De gouden gans


O ganso de ouro


Er was eens een man die drie zoons had, en de jongste van hen heette de domoor. En hij werd bespot en veracht en bij iedere gelegenheid achter gesteld. Eens op een keer ging de oudste naar het bos om hout te hakken; vóór hij weg ging, gaf zijn moeder hem nog een heerlijke eierkoek mee en een fles wijn, zodat hij geen honger en geen dorst zou hebben. In het bos ontmoette hij een oud, grijs mannetje; dat wenste hem goedendag en zei: "Geef me toch een stuk koek uit je tas en laat mij een slok van je wijn drinken, ik heb zo'n honger en zo'n dorst." De wijze zoon antwoordde: "Als ik jou mijn koek en mijn wijn geef, dan heb ik zelf niets meer, ga toch weg!" en hij liet het mannetje staan en ging verder. Hij begon de takken van een boom af te hakken, maar het duurde niet lang of hij deed een misslag. De bijl drong in zijn arm en hij moest naar huis om zich te laten verbinden. Maar dat was door het grijze mannetje gekomen!

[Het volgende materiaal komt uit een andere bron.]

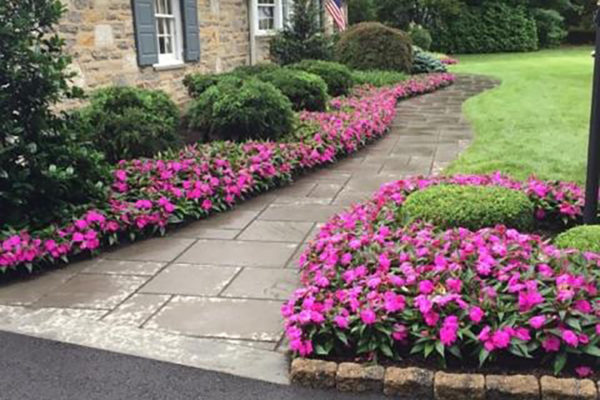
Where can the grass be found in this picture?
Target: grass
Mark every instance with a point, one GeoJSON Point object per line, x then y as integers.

Toen ging de tweede zoon naar het bos en de moeder gaf hem net als de oudste een heerlijke eierkoek mee en een fles wijn. Ook hij kwam het oude grijze mannetje tegen dat hem om een stuk koek en een slok wijn vroeg. Maar de tweede zoon zei ook heel verstandig: "Wat ik weggeef, gaat van mijn eigen portie af, ga toch weg!" en hij liet het mannetje staan en ging verder. De straf bleef niet uit. Toen hij een paar slagen had gemaakt, hakte hij in zijn eigen been, en moest hij naar huis gedragen worden.
Nu zei de domoor: "Vader, laat mij er eens op uitgaan om hout te hakken." De vader zei: "Je broers hebben allebei ongelukken gemaakt, bemoei jij je er maar niet mee, jij kunt er toch niets van." Maar de domoor smeekte zo lang tot hij eindelijk zei: "Vooruit, ga dan maar, door schade en schande moet je wijs worden." De moeder gaf hem een koek mee van water en deeg en gebakken in warme as, en ook een fles zuur bier. Hij kwam in het bos in. Daar zag hij het oude, grijze mannetje, dat hem goedendag zei en sprak: "Geef me een stuk koek en een laat me uit je fles drinken, want ik heb honger en dorst." De domoor antwoordde: "Ik heb maar een gewone koek en zuur bier, maar als je dat niet erg vindt, laten we dan samen wat eten." Zo gingen ze zitten, en toen de domoor zijn koek voor de dag haalde, was het een heerlijke eierkoek, en het zure bier was lekkere wijn. Nu aten ze en dronken ze en toen zei het mannetje: "Omdat je zo'n goed hart hebt en graag iets afstaat wat je bezit, zal ik je geluk geven. Daar staat een oude boom, hak die om, en tussen de wortels zul je wat vinden.." Toen nam het mannetje afscheid.
De domoor ging de boom omhakken, en toen hij omviel, zat er tussen de wortels een gans, die veren had van zuiver goud. Hij tilde haar op, nam haar mee en ging naar de herberg om te overnachten. De waard echter had drie dochters die de gans zagen en nieuwsgierig werden, omdat het zo'n wonderlijke vogel was, en ze hadden dolgraag één van zijn gouden veren gehad. De oudste dacht: "Er komt wel een moment, waarop ik hem een veer kan uittrekken," en toen de domoor weg was gegaan, pakte ze de gans bij de vleugel, maar haar vinger en haar hand bleven eraan vastkleven. Kort daarop kwam de tweede dochter, die had geen andere gedachte dan een gouden veer te pakken; maar nauwelijks had ze haar zuster aangeraakt of ze zat vast. Tenslotte kwam ook de derde dochter met dezelfde bedoelingen. De anderen riepen: "Blijf eraf, in 's hemelsnaam, blijf eraf!" Maar ze begreep niet, waarom ze er afblijven moest en dacht: "Als zij er wat van hebben, dan wil ik dat ook," en ze liep er naar toe... maar zodra ze haar zuster had aangeraakt, bleef ze aan haar vastkleven. Zo moesten ze alle drie 's nachts bij de gans blijven.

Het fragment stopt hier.